At first, the horses are reluctant to ride ahead, but the guards whip them violently until they cooperate and pull the carriage. Even so, our ride stops after just a few minutes. The horses are now bucking in fear, screaming loudly.

“Release me, Siean. I will not run from you. May the Goddess strike me if I lie.” What a strange thing it is to have the Goddess on my tongue again.

My mother was very religious, even under the supervising eyes of the King of Aldon, the head of the True Religion.

And I remember now how we prayed secretly to the Goddess.

She told us, “Sun is our punishment, girls, and we shall endure him and pay for our sins. But our souls are gifts of the Goddess. We are the daughters of the Goddess. Sun is childless.”
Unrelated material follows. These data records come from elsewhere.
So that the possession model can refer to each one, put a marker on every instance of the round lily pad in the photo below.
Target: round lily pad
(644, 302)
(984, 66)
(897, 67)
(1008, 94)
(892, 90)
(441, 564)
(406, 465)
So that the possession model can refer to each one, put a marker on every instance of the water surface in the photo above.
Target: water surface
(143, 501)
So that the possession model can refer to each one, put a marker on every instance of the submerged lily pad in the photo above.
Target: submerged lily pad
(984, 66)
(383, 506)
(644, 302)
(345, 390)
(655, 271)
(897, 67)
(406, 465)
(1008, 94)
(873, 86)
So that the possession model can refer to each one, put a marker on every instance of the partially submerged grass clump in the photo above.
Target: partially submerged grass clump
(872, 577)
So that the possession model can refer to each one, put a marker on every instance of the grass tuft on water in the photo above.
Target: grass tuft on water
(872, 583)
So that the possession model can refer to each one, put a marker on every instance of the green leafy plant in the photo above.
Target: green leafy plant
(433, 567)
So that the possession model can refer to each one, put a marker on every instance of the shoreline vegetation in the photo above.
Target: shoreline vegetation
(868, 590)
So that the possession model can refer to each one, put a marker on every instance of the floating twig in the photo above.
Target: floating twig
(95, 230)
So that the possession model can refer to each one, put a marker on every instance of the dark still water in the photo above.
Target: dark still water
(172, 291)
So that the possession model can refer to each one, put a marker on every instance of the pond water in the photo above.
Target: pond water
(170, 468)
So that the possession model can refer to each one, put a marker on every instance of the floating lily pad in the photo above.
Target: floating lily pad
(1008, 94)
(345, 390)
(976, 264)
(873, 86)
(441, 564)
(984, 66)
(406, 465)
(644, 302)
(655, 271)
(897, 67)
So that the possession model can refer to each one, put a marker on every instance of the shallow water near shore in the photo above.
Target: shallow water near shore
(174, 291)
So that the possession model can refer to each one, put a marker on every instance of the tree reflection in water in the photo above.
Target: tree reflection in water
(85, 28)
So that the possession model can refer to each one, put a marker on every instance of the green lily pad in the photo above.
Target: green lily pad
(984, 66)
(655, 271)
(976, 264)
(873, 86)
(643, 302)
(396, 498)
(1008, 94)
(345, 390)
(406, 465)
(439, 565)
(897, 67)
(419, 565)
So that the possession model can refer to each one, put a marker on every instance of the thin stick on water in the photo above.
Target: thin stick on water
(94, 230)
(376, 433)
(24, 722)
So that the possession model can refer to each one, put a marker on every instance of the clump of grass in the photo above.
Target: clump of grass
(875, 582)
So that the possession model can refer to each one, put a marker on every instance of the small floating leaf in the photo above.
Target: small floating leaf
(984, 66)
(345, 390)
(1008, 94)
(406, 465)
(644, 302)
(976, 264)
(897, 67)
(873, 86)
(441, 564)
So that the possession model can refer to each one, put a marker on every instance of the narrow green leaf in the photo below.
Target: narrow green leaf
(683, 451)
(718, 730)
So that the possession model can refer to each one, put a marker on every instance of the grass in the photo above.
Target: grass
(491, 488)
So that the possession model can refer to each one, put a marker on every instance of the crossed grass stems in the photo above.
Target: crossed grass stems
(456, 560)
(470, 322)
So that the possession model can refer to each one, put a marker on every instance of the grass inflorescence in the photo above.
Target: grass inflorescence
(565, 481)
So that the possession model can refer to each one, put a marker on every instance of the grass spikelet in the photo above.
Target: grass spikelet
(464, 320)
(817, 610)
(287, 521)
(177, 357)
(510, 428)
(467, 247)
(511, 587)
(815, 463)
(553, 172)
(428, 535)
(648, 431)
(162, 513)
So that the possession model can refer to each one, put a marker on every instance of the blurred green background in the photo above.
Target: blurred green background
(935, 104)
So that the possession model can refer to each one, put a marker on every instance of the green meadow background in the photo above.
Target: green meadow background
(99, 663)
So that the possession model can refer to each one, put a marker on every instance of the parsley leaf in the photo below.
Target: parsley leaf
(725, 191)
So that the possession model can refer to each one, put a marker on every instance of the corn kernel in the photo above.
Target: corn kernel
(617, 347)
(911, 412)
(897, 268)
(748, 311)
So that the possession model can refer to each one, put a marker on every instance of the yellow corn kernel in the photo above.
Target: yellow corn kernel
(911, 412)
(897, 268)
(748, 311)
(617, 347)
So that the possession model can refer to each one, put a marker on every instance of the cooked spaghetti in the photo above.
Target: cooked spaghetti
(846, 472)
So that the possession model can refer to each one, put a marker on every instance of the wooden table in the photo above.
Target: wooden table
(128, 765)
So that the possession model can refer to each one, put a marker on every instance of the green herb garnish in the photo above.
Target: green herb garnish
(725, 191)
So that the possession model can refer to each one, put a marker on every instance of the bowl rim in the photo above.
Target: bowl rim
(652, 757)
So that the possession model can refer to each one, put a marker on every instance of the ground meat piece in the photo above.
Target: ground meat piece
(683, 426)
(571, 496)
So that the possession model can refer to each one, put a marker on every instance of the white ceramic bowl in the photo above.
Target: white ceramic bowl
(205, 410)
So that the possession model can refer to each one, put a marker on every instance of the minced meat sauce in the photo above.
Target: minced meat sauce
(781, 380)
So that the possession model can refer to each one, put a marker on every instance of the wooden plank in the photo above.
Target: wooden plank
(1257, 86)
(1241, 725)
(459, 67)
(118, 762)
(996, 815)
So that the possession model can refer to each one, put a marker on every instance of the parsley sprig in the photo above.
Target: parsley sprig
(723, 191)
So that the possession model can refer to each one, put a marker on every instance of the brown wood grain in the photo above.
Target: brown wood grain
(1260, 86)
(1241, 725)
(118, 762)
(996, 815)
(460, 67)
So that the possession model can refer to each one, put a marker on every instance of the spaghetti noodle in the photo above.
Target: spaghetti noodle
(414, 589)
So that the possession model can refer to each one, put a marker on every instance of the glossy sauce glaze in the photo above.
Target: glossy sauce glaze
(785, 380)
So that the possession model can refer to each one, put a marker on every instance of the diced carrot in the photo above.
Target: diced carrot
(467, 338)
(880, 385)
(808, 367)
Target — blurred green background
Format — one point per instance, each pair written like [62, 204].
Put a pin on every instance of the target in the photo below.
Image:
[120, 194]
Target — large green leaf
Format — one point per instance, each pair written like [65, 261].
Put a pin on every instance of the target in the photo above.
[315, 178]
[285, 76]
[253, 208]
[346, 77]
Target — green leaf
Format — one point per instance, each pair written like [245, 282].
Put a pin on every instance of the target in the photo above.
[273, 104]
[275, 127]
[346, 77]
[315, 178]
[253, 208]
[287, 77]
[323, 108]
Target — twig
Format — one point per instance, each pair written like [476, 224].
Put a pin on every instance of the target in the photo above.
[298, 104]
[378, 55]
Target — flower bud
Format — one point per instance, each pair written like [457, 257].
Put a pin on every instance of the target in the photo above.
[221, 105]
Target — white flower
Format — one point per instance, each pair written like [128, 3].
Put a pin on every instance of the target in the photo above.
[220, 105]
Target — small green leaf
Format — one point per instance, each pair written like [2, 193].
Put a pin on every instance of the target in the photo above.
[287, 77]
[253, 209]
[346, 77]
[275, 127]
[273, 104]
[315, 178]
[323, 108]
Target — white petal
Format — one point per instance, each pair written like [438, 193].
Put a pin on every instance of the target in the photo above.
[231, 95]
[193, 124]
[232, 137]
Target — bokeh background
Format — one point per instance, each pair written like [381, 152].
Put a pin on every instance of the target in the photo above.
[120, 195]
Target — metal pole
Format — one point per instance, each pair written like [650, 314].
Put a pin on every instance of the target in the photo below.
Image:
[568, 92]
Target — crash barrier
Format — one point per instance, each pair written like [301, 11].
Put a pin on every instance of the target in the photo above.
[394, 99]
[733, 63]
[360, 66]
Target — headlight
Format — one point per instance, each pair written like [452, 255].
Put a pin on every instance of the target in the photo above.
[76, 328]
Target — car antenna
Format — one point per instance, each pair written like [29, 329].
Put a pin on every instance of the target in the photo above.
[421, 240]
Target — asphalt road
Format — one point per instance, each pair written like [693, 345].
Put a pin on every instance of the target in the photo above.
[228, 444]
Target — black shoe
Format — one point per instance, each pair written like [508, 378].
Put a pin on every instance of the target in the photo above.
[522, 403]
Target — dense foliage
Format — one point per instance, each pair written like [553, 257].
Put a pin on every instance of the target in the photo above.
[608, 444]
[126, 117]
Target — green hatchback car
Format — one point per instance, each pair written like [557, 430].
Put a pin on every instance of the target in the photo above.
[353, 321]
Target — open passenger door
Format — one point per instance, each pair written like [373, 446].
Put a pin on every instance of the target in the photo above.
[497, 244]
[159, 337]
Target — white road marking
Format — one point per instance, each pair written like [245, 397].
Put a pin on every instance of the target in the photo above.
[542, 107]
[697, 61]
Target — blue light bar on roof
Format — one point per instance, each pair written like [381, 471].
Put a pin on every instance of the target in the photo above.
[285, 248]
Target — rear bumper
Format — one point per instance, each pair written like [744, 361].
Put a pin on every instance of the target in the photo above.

I can see Siean’s thoughts battling in her mind. She doesn’t trust me, but something horrible is approaching us, and she can no longer deny it. She unties me quickly and wordlessly. Then she is out of the carriage, calling to the guards .

It is a great relief to be free of the burning sensation.

When I look at my wrists, I’m surprised to see no burn marks.

No sign whatsoever of the feeling of my skin being scorched – which I endured for hours.

I follow Siean outside the carriage against every instinct I have.

In front of the carriage, Siean and the guards stand as if paralyzed.

And when I see it, my legs are also glued to the ground. Because what we all see is impossible.

It is impossible because the Aldonian army exterminated the demichads in the War of Light. The war that made Aldon the nation that rules all others also made Renya and Kozari submit to the True Religion, disarm, and relinquish all aspirations for independence.

The War of Light was the triumph of Amadans over the darkness, over the man-eating monsters—the demichads.

They have been extinct for a hundred years, but not before eating and preying on a third of the population of Amada.

Families vanished, and so did whole villages and towns.

No one was spared. It didn’t matter how old you were, how wealthy you were, what language you spoke, or what god you worshipped.

Once they got close, you ended up as their meal.